Abstract

This study reports the accurate laminar burning velocity, turbulent burning velocity and its correlations of ammonia/methane/air propagating spherical flames. The experiments were carried out on a medium-scale, fan-stirred cylindrical combustion chamber with ammonia molar content varying from 20% to 60% and the initial pressure up to 3 bar. The turbulent burning velocity decreases with the ammonia content due to the weakening effect of the laminar burning velocity under all turbulence intensities and pressures studied. Since the weakening of flame chemistry is dominated by the enhancement of turbulence eddies, the normalized turbulent burning velocity increases with the ammonia content. The turbulent expanding flame of ammonia/methane/air is self-similar under different ammonia content.
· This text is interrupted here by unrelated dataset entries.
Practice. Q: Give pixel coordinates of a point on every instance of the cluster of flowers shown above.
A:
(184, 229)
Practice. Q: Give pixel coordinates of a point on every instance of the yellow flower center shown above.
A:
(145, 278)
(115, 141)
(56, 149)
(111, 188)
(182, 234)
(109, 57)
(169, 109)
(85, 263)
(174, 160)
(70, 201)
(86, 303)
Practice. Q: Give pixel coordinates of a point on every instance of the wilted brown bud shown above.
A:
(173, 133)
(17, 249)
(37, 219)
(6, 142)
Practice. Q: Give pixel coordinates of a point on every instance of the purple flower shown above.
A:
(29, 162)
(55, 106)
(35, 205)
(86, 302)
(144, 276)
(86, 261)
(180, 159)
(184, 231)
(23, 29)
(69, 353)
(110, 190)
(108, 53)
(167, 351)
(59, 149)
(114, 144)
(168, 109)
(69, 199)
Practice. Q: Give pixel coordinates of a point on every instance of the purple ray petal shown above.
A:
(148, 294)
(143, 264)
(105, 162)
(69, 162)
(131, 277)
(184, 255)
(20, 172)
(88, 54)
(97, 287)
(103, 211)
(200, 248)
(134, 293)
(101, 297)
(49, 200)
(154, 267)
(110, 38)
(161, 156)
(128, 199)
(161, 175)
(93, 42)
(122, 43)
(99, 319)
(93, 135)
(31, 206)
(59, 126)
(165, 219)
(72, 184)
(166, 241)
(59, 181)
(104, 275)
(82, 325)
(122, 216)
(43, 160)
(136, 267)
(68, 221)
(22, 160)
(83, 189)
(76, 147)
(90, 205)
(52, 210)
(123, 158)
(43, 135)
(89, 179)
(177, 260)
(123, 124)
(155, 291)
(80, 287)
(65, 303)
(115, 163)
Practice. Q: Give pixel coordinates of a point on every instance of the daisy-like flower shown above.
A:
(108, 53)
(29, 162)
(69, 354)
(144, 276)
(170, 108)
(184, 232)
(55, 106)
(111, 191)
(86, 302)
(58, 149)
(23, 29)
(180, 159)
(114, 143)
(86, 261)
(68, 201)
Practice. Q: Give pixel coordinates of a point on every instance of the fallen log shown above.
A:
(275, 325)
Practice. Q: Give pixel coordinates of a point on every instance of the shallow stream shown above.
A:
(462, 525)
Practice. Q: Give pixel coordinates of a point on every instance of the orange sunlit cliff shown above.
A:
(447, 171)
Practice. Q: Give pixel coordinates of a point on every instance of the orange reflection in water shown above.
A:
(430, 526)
This self-similar propagation follows the one-half power-law correlation between the normalized turbulent burning velocity, ST/SL, and the turbulent flame Reynolds number, which is quantitatively consistent with that of unity Lewis number methane/air flames (Chaudhuri 2012). The pressure dependence of turbulent burning velocity can be represented roughly as a 0.4 power law of ST/SL and (u′/SL)(P/P0). However, there is a quantitative gap between the pre-exponential factor of the present experimental data and the literature data based on this correlation, which could attribute to the difference in the turbulence eddy scales of different experimental apparatus. The integral length scale characterized the largest turbulence eddies is introduced to consider the turbulent length scale effect. A modified general correlation ST/SL∼(LI/L0)0.5[(u′/SL)(P/P0)]0.41 with the consideration of the integral length scale effect is obtained, which is able to predict a variety of spherical flame data regardless of temperatures, pressures, and fuel types. In addition, it is verified that turbulent burning velocity of ammonia flame could be expressed by the correlation of Karlovitz and Damköhler numbers: ST/SL∼Ka·Da=ReT,flow0.5. It can be seen that ammonia has similar turbulent combustion characteristics as hydrocarbon fuel. These findings indicate that it is feasible to simulate and optimize ammonia combustors utilizing previous turbulent burning velocity correlations based on hydrocarbon fuel.